Consumers and designers of these systems typically desire high reliability and increased performance at a reasonable price. Also, certain users and applications of communications services demand a guaranteed quality of service. To help in this regard, communications systems may meter or police the amount of traffic allowed into a communications component or across a link. For example, a line card might assign and enforce an average traffic rate while accommodating a limited burstiness in the traffic.
A common approach to implement such a metering scheme is through a classic token bucket meter. Tokens are added to a bucket at some fixed rate of X (tokens per second) and are removed from the bucket whenever a packet arrives. A bucket also has a finite depth, as it never contains more than Y tokens. A token might represent the allowance of an entire packet, or might represent some fraction or multiple of a packet (e.g., one byte).
When a packet arrives and the requisite number of tokens are available (e.g., at least one token when a token represents one packet, at least m tokens for an m byte packet when a token represents a byte of information, etc.), the corresponding number of tokens are removed from the bucket and the packet is considered to be conforming (i.e., in profile). If the requisite number of tokens are not in the bucket when the packet arrives, the packet is declared to be non-conforming (i.e., out of profile). The token replenishment rate X represents the long-term average rate limit if packets are to remain conforming. However, packets may arrive in short bursts and still be considered in profile. For example, up to Y tokens may be available in the bucket, and therefore up to Y packets or Y bytes may arrive back to back in time and still get through. Judicious selection of X and Y allows a profile to enforce a desired long-term average packet rate while being tolerant of short bursts of packets arriving faster than X packets or bytes per second, or some variant thereof.
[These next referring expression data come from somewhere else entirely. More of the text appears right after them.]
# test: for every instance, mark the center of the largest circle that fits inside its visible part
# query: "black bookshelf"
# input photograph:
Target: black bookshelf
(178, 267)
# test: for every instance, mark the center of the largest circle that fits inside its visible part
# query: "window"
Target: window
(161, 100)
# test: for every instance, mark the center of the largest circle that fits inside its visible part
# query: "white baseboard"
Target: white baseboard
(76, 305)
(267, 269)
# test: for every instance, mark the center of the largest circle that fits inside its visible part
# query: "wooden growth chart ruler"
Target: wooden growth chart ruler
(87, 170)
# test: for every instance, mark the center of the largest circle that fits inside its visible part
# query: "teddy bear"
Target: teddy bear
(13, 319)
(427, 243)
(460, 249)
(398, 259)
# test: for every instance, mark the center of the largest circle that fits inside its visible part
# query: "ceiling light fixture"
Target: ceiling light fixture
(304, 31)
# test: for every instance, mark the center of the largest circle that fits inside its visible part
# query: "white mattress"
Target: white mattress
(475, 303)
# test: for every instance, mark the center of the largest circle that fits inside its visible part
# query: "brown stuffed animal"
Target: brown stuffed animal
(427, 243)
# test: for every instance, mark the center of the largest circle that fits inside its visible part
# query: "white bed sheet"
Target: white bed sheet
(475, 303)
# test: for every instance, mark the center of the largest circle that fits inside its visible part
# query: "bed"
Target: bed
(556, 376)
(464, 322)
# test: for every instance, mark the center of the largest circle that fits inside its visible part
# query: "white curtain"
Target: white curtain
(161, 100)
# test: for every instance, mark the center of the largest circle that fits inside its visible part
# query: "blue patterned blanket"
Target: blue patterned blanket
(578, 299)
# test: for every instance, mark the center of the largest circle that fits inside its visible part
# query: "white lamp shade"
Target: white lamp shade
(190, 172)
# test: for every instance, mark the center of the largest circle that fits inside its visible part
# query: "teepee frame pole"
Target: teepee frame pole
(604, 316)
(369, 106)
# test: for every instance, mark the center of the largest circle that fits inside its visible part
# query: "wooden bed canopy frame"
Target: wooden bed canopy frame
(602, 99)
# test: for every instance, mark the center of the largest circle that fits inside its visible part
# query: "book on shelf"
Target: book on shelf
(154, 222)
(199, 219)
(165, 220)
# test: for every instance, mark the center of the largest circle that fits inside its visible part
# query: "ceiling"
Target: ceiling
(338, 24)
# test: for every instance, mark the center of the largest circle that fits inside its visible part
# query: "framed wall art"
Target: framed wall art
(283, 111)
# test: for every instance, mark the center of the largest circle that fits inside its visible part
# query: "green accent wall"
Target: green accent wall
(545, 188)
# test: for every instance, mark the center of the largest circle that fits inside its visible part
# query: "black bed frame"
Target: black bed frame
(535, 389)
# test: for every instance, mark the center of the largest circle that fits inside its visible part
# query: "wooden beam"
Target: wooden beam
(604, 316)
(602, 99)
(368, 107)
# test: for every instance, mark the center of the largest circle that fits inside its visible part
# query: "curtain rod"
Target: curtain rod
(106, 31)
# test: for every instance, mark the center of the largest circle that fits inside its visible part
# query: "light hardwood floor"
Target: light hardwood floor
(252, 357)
In a typical token bucket implementation, tokens are added to the bucket at the rate X. The step of adding tokens to the bucket is done in response to the arrival of a packet or an expiration of a timer, with the number of tokens added being a function of the current time, the last time tokens were added, and the rate X. In one known implementation, the number of tokens added is calculated by multiplying the rate X by the difference in the time (e.g., current time minus last time, or the interval of the timer). In another known implementation, the number of tokens added is calculated by a division operation of the time interval by the rate, typically to determine a number of elapsed fixed time periods. However, requiring the use of a multiply or divide operation to determine the number of tokens to add can be problematic especially when the processor or component determining the number of tokens to add does not have a built-in multiply or divide operation.
One known approach to avoid the use of a multiply operation uses a shifting operation (i.e., a multiply by two operation). However, this approach suffers from limitations on the rate or update interval, and may result in variances in the number of tokens added when compared to the desired rate caused by such things as truncating and rounding errors. Another known approach uses timers for incrementing the token buckets at fixed time intervals with the number of tokens added being pre-computed token products of the token generation rates and the fixed time intervals; however, managing such timers and incrementing rates across many policing entities in a system is complex and not easily scalable to a very large number of connections and rates.
Needed are new methods and apparatus for implementing a token bucket scheme, especially ones that do not rely on a real-time multiply operation to determine the number of tokens to add to a bucket.